III. That corticosteroids have no rationale in NA-AION

This has been a common objection by neuro-ophthalmologists to the use of corticosteroids in NA-AION. I have discussed this subject at length previously.[123] Following is the rationale:

It is well-known that corticosteroids reduce capillary permeability, and that reduces fluid leakage and edema. A comparison of the time it took for resolution of optic disc edema in NA-AION patients treated with corticosteroid therapy versus untreated patients showed a faster resolution of optic disc edema in the treated group (P = 0.0006).[10] In view of all these facts, the scientific rationale for visual improvement with corticosteroid therapy in NA-AION is this: The faster resolution of optic disc edema with corticosteroid therapy[10] → progressive decrease of compression of the capillaries in the optic nerve head → restoration of better blood flow in the capillaries → improved circulation in the optic nerve head → improved function of the surviving but not functioning hypoxic axons → improved visual outcome

Bernstein et al. showed in experimental NA-AION that “cellular inflammation plays a major early role following white-matter (optic nerve) infarct,”[11] and that “inflammation is a prominent early histological feature.”[12] Based on their studies, they concluded “selective inflammatory modulation also may be relevant in the NAION of human NAION.”[12] Corticosteroid therapy is the treatment of choice in inflammatory disorders.

Therefore, the faster resolution of optic disc edema and presence of an inflammatory reaction in NA-AION constitute a rationale for the beneficial effect of corticosteroid therapy in NA-AION.[101112]

Most neuro-ophthalmologists have been unwilling to accept the findings of my study,[8] because, they have argued (apart from the belief that corticosteroid therapy has no rationale in NA-AION) that my study[8] had no “conventional randomization.” This naturally raises the question about critical criteria of “conventional randomization;” these are that treated and untreated groups at baseline must be comparable in demographic and clinical characteristics. My “patient choice randomization” as discussed by Al Zubidi et al., and discussed by me,[12389] does meet that crucial criterion. Unfortunately, there is a tremendous amount of unnecessary genuflexion to “conventional randomization” or “class I studies.”

The other objection raised has been that my study was not masked and therefore must have biased data collection and analysis. In my paper, I clearly discussed what steps were taken to mask data collection and analysis.[8] I responded to this objection by pointing out that the visual acuity outcome in my untreated group was exactly the same as in the untreated group in the “conventional randomized” Ischemic Optic Neuropathy Decompression Trial,[13] that is, 41% versus 43%; that proves that there was no bias in my data collection.[9]

I have pointed out that claims of beneficial effects of intravitreal steroid injection are flawed; indeed, it can be harmful.[14]
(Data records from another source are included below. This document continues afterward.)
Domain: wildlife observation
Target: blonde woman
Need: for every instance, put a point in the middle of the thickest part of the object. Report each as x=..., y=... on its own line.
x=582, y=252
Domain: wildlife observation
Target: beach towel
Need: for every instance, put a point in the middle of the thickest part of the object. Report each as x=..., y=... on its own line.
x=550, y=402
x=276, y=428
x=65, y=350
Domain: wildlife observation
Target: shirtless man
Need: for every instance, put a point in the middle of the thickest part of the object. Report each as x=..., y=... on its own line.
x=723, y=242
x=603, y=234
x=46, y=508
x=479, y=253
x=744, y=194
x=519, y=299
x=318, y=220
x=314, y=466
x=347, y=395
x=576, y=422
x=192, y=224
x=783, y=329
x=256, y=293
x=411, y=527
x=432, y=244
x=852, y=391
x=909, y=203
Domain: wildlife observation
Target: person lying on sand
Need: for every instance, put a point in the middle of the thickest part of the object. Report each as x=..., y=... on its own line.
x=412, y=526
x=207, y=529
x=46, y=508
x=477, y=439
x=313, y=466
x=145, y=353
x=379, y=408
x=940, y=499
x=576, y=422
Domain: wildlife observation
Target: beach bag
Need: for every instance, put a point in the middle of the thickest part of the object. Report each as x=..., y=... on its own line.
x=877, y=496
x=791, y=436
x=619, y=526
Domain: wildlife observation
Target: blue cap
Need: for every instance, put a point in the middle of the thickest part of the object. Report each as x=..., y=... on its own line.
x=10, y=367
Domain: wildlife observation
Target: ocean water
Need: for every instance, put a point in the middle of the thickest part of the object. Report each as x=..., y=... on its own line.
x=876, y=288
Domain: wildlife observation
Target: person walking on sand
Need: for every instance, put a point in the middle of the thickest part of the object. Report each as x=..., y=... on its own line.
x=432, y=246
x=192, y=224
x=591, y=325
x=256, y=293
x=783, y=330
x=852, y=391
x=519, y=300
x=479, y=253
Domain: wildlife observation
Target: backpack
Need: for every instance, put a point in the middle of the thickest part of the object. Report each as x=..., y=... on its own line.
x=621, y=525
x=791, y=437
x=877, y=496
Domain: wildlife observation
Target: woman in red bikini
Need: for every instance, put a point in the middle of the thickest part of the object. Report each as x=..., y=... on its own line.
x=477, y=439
In conclusion, in spite of my meeting all the objections several times over, some neuro-ophthalmologists are unwilling to believe that corticosteroid therapy has any beneficial effect in NA-AION.[1238] However, scientific knowledge is constantly evolving; as our knowledge advances, our concept of disease and its management must change too. Therefore, one has to evaluate findings in the light of current knowledge and scientific evidence, rather than outmoded conventional thinking. Over my 58 years of research, based on my findings, I have often challenged dogmas and conventional wisdom. Whenever conventional wisdom is challenged, even if new scientific information shows that it is no longer valid, the initial reaction is usually skepticism or even ridicule. I have faced that problem many times during my research over the years; fortunately, the findings of my studies have stood the test of time. Eventually, new knowledge becomes part of accepted practice.